THE CONSEQUENCE OF ORIGINAL SIN
Memorial of Saint Anthony, Abbot
My dear encountered couples:
I would like to begin by just making an observation that several features of this Gospel suggest that the paralyzed person was not an adult. Jesus calls him “child”, and of course there is the practical aspect of lowering him from the roof: he must not have weighed so much.
If it is a child, it is all the more difficult to deal with the association that Jesus makes between the forgiveness of sins and healing. A tiny paralyzed child small enough that four people can let him down through the roof: is he being punished for his sins? What sins could this child have? The obvious answer is original sin.

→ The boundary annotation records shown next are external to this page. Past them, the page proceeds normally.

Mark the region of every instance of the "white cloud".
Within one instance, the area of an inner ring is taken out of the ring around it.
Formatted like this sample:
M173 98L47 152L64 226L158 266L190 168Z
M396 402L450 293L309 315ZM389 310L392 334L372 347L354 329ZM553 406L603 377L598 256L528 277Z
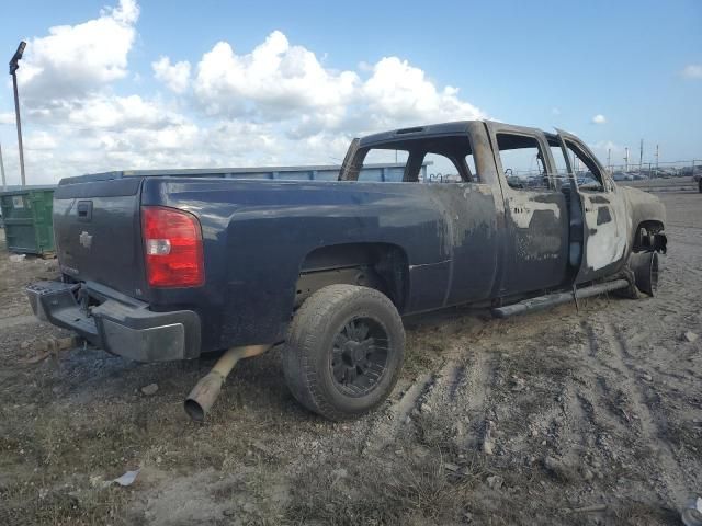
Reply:
M682 76L687 79L702 79L702 64L690 64L682 70Z
M356 90L353 71L325 69L314 53L291 46L280 31L251 53L217 43L197 65L195 94L211 115L285 117L296 108L339 117Z
M183 60L171 65L168 57L161 57L151 62L154 76L163 82L166 87L176 92L184 93L190 84L190 62Z
M0 124L14 124L14 113L12 112L0 113Z
M338 163L353 136L485 115L407 60L338 70L280 31L249 53L219 42L192 65L160 56L151 69L167 91L144 93L128 64L138 15L122 0L29 41L20 80L31 183L131 168ZM13 113L0 113L3 123Z
M53 150L58 140L47 132L34 132L24 137L24 148L27 150Z
M313 52L274 31L245 55L217 43L197 64L194 94L208 115L288 121L294 138L485 116L457 89L438 88L398 57L361 62L359 69L326 68Z
M363 84L361 94L376 126L485 116L477 107L458 99L456 88L437 89L424 71L397 57L384 57L373 67L373 75Z
M126 77L138 15L134 0L121 0L98 19L50 27L47 36L31 38L18 71L26 103L82 96Z

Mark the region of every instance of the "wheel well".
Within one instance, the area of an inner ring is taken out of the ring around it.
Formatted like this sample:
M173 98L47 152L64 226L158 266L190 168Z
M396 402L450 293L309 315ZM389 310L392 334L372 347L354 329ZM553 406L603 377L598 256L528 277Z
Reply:
M642 236L642 230L645 230L647 236ZM652 250L654 248L653 236L664 230L664 225L658 220L641 221L634 230L634 252Z
M344 243L320 247L299 268L295 308L322 287L349 284L385 294L398 311L407 296L409 264L405 251L390 243Z

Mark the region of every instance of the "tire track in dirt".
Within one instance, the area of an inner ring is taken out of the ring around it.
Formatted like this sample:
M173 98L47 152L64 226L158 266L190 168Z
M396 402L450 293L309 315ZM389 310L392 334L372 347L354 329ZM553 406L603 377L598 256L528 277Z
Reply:
M361 455L380 454L396 442L407 416L419 405L422 396L431 389L434 381L435 375L424 373L409 384L399 399L372 421Z
M646 403L644 387L637 378L632 355L626 348L626 343L623 341L621 333L609 322L604 322L602 325L602 339L612 351L610 358L615 369L621 371L618 381L626 393L633 412L631 418L627 416L627 420L631 421L633 419L636 421L635 423L630 422L630 426L635 425L638 427L637 438L656 454L657 460L661 465L659 469L660 481L665 485L667 498L673 505L678 506L684 501L687 490L679 482L679 479L671 477L671 474L682 474L683 470L676 460L670 444L660 437L663 435L661 428Z

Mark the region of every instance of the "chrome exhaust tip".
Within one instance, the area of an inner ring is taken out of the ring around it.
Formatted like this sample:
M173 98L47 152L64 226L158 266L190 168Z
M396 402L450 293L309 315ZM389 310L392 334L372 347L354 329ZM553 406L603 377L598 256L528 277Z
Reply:
M229 348L222 355L212 370L201 378L190 391L183 403L185 413L195 422L204 422L205 416L217 398L219 398L224 381L234 369L234 366L237 365L237 362L263 354L269 348L271 348L271 345L247 345L245 347Z

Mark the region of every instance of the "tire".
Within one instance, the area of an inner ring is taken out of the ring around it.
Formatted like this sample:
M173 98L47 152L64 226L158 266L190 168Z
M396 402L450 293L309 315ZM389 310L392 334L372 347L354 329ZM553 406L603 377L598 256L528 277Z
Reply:
M295 313L283 371L299 403L342 421L383 403L404 357L403 320L387 296L367 287L329 285Z

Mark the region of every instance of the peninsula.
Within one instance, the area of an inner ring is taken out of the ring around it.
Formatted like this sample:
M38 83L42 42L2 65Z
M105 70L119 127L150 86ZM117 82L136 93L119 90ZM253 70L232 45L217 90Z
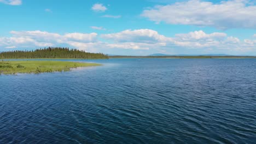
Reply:
M64 61L2 61L0 74L60 72L69 71L71 68L97 65L101 64Z

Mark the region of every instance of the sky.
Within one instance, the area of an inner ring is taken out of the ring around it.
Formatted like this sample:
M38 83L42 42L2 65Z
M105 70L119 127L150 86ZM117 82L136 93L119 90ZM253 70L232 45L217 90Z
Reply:
M0 51L256 56L256 1L0 0Z

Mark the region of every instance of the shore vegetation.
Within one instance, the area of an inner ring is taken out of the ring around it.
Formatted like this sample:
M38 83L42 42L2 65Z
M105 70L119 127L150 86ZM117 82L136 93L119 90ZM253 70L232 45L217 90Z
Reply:
M100 64L63 61L1 61L0 74L51 73L71 68L100 65Z

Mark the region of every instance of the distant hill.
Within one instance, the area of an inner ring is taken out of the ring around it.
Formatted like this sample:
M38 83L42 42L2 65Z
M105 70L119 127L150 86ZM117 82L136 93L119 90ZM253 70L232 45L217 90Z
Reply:
M148 55L148 56L170 56L170 55L163 54L163 53L153 53L153 54Z

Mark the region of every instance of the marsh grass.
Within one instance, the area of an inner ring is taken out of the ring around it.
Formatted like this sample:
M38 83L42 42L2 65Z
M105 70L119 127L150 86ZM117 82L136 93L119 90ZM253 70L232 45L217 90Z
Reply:
M96 63L62 61L4 61L0 62L0 74L66 71L69 71L71 68L100 65Z

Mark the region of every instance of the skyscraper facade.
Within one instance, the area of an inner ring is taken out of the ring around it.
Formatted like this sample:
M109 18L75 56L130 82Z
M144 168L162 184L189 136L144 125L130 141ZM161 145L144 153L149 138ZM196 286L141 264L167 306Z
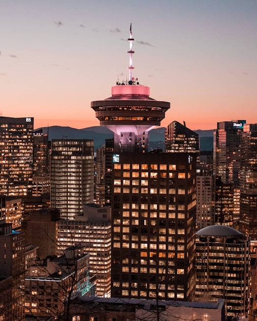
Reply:
M248 236L221 225L203 228L196 236L196 300L225 299L228 320L247 316L250 285Z
M0 275L12 277L10 319L13 321L25 321L25 234L13 231L12 224L3 221L0 222Z
M221 122L214 131L214 171L216 177L220 177L225 184L239 184L241 134L245 122L245 120Z
M53 140L50 177L52 208L64 219L83 212L93 199L93 141Z
M165 149L169 153L200 152L199 135L178 121L173 121L165 131Z
M50 193L48 133L43 129L34 132L33 196Z
M242 135L240 230L257 240L257 124L247 124Z
M214 183L212 168L198 165L196 170L196 229L214 225Z
M34 118L0 117L0 193L31 195Z
M213 168L216 182L218 183L215 190L218 199L215 199L215 202L219 204L215 209L215 214L220 224L230 225L235 219L239 218L240 144L245 123L245 120L221 122L217 123L217 128L214 131ZM224 199L222 190L225 192ZM227 197L228 191L229 197ZM222 207L229 209L230 212L226 213L225 210L222 212Z
M148 150L148 131L170 108L132 77L92 101L114 133L112 173L113 297L188 300L194 289L195 154Z

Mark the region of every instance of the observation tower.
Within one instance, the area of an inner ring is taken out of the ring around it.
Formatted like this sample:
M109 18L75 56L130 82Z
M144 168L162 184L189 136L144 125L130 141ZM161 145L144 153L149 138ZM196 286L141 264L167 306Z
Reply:
M130 43L129 80L117 82L112 87L112 96L103 100L91 102L91 108L101 126L114 133L115 152L145 152L148 151L148 132L160 126L170 108L170 103L149 97L150 88L140 85L132 71L133 38L132 26Z

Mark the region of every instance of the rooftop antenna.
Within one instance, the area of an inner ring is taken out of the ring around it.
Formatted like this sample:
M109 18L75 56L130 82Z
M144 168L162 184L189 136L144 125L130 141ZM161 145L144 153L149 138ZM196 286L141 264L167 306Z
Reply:
M130 28L130 38L127 39L127 41L130 43L130 50L127 51L127 53L130 54L130 67L127 67L127 69L130 70L130 78L128 80L128 84L132 85L133 83L132 81L132 70L134 69L134 67L132 65L132 55L135 52L132 50L132 42L134 41L132 35L132 23L131 23Z

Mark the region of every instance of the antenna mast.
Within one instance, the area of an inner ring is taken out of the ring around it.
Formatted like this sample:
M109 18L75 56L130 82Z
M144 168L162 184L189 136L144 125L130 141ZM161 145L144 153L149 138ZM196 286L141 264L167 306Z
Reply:
M134 41L132 35L132 23L131 23L131 28L130 28L130 38L127 39L127 41L130 43L130 50L127 51L127 53L130 55L130 67L127 67L127 69L130 70L130 78L128 81L128 84L130 85L132 85L132 70L135 69L133 66L132 64L132 55L135 52L132 50L132 42Z

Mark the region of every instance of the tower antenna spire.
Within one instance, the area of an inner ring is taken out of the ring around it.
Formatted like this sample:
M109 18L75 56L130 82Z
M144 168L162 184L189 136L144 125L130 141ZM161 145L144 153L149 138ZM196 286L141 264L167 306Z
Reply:
M132 70L135 69L132 64L132 55L135 52L132 50L132 43L134 41L133 35L132 34L132 23L131 23L131 28L130 29L130 38L127 39L127 41L130 43L130 50L127 51L127 53L130 55L130 66L127 67L127 69L130 70L130 78L128 80L129 85L132 85Z

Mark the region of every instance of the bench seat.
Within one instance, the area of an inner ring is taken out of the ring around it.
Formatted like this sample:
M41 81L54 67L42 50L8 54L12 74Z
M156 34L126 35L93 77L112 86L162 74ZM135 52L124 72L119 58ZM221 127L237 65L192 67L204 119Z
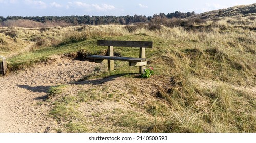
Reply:
M86 56L87 59L125 61L132 62L142 62L146 61L145 58L123 57L110 56L91 55Z

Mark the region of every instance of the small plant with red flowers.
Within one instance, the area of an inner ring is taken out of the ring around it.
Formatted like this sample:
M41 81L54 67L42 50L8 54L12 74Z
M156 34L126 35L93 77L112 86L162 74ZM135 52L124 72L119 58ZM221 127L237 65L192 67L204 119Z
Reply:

Perhaps this seems unfair or cruel, but that is really a separate question. We know from reality that suffering is present from the first moments of life. A child born with a disability or disease, are they guilty of some sin? Of course not! But then again they are often suffering the consequences of sin. Fetal alcohol syndrome, addiction to drugs, malnutrition, and many other ways that young children suffer is the consequence of sin — their parents' sin or the sins of their country's leaders or the sin of greed and selfishness in the world.
Since all this is apparent on the material level how can we doubt that it reflects a spiritual reality that sin causes suffering in this world, and the innocent are often the ones who suffer.
Yet Jesus says to the child, “Your sins are forgiven.” Original sin needs to be forgiven just like actual sin. When we see a child suffering we can be sure that that is the consequence of sin in this sense that no child would have suffered in Eden.
All the suffering in the world, what we hear on the news, what we see with our own eyes, is the consequence of sin, of our sins, and only Jesus has the power to save us from our sins.